TRIBECA FILM FESTIVAL 2021 REVIEW! Filmmakers Marcus McKenzie and Daniel Principe dive right into the capital punishment debate with their short film, Last Meal. The film investigates the efficacy of the death penalty by delving into the last meals of some of America’s most notorious death row inmates.
Narrated by Hugh Ross and presented as colorful coffee table book art, the last meals of the soon-to-be executed are recreated using the best techniques of food art and photography. The film opens with John Wayne Gacy’s last meal of Kentucky Fried Chicken, french fries, strawberries, and a Diet Coke—then followed by his last words, “Kiss my a*s!” As his last meal, Timothy McVeigh ordered two pints of mint chocolate chip ice cream. Holocaust architect Adolf Eichmann requested a bottle of Israeli red wine with prison-issued cheese, bread, and olives.

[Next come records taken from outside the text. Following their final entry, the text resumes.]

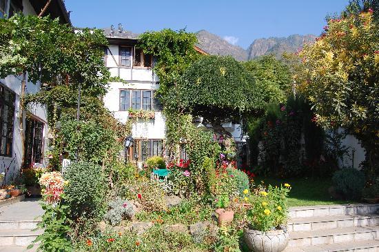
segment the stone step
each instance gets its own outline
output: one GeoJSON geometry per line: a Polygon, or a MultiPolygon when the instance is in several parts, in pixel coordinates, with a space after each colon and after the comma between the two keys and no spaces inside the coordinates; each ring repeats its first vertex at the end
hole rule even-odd
{"type": "Polygon", "coordinates": [[[289,232],[311,231],[329,229],[353,226],[373,226],[379,225],[379,215],[367,214],[365,215],[331,215],[293,218],[287,225],[289,232]]]}
{"type": "MultiPolygon", "coordinates": [[[[1,251],[0,250],[0,251],[1,251]]],[[[283,252],[379,252],[379,241],[357,241],[314,246],[287,247],[283,252]]]]}
{"type": "Polygon", "coordinates": [[[40,222],[38,220],[0,220],[0,230],[2,229],[34,229],[40,222]]]}
{"type": "Polygon", "coordinates": [[[28,249],[25,246],[0,246],[0,252],[36,252],[37,246],[28,249]]]}
{"type": "Polygon", "coordinates": [[[366,215],[375,213],[378,209],[379,204],[347,204],[291,207],[289,209],[289,214],[291,218],[303,218],[330,215],[366,215]]]}
{"type": "Polygon", "coordinates": [[[313,231],[289,233],[288,246],[298,247],[360,240],[372,240],[379,238],[379,226],[347,227],[313,231]]]}
{"type": "Polygon", "coordinates": [[[42,233],[41,230],[0,229],[0,245],[28,246],[42,233]]]}

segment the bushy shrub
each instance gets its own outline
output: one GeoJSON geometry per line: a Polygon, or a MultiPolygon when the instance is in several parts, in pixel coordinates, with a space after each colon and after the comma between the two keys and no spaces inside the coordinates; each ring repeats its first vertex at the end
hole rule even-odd
{"type": "Polygon", "coordinates": [[[166,163],[165,163],[163,157],[158,156],[149,157],[147,160],[146,160],[146,164],[150,169],[164,169],[166,168],[166,163]]]}
{"type": "Polygon", "coordinates": [[[249,177],[246,173],[234,168],[227,168],[227,172],[232,177],[232,180],[238,188],[240,195],[243,195],[245,189],[249,189],[249,177]]]}
{"type": "Polygon", "coordinates": [[[116,197],[108,203],[110,210],[104,215],[104,220],[112,226],[119,224],[124,217],[132,218],[135,213],[135,207],[128,200],[116,197]]]}
{"type": "Polygon", "coordinates": [[[103,213],[106,184],[100,166],[85,162],[73,163],[63,176],[68,181],[65,200],[72,218],[95,217],[103,213]]]}
{"type": "Polygon", "coordinates": [[[347,200],[358,200],[365,187],[365,174],[349,168],[337,171],[332,177],[336,191],[347,200]]]}
{"type": "Polygon", "coordinates": [[[211,195],[214,195],[216,193],[216,184],[217,183],[214,162],[212,158],[205,157],[203,163],[203,168],[205,171],[207,193],[211,195]]]}

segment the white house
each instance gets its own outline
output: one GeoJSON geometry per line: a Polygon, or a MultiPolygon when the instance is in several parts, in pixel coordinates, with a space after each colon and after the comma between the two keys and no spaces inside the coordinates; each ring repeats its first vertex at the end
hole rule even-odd
{"type": "MultiPolygon", "coordinates": [[[[127,158],[141,165],[149,157],[164,155],[165,120],[161,106],[154,97],[159,88],[159,79],[152,70],[154,59],[136,48],[138,35],[123,30],[121,24],[103,30],[110,44],[105,50],[105,64],[112,77],[119,77],[127,83],[110,83],[108,92],[103,97],[105,106],[123,123],[130,119],[131,110],[151,112],[151,119],[132,124],[134,144],[127,152],[127,158]]],[[[199,53],[206,54],[198,47],[195,49],[199,53]]],[[[237,145],[242,146],[243,140],[239,125],[226,124],[225,126],[234,136],[237,145]]]]}
{"type": "MultiPolygon", "coordinates": [[[[39,14],[47,2],[48,0],[0,0],[0,18],[10,17],[20,12],[25,15],[39,14]]],[[[59,17],[62,23],[70,23],[63,0],[52,1],[43,14],[48,14],[52,18],[59,17]]],[[[0,173],[8,170],[7,180],[21,167],[43,163],[43,153],[47,149],[46,108],[32,106],[23,113],[19,110],[22,93],[36,93],[39,91],[41,84],[29,81],[27,74],[23,90],[23,78],[21,75],[0,79],[0,173]],[[19,118],[21,114],[22,128],[19,118]]]]}

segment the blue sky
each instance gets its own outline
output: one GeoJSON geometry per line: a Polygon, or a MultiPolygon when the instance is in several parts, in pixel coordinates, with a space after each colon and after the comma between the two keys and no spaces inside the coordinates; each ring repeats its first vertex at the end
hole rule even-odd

Not everyone got their final meal. Many inmates refused their final meal and instead asked for what was being served that day to the rest of the prison population. Some would request an elaborate meal and not eat it, which prompted the state of Texas to stop fulfilling last meal requests. Also, the press only receives the request of the inmates and questions whether they actually received the meal at all.
“…investigates the efficacy of the death penalty by delving into the last meals of…death row inmates.”
As Last Meal progresses, many of the arguments supporting the death penalty are challenged, including its effectiveness as a deterrent, putting to death the mentally disabled, and the most critical argument—the death of wrongly convicted. It is not hard to guess that the filmmakers are not fans of the death penalty. But, even if one is on the exact opposite side as McKenzie and Principe, they do a good job at articulating why and how they reached their views on the issue.
Not to get political, I’m middle of the road here. The film opens with criminals who were actually guilty of their crime in Gacy, McVeigh, Eichmann, and Ted Bundy—kind of glad their gone. When evidence is less definitive, I’m not opposed to staying an execution. Honestly, I think that is the point of the short, to start a conversation and have the audience reassess their ideas.
Last Meal is not an overly impassioned plea to abolish the death penalty. Instead, it uses the last meal and its salivating recreations as a way of restarting the discussion and debate of the death plenty. When it comes to life and death or guilt and innocence, the debate should never end.
Last Meal screened at the 2021 Tribeca Film Festival.
"…does a good job at articulating why and how they reached their views on the issue."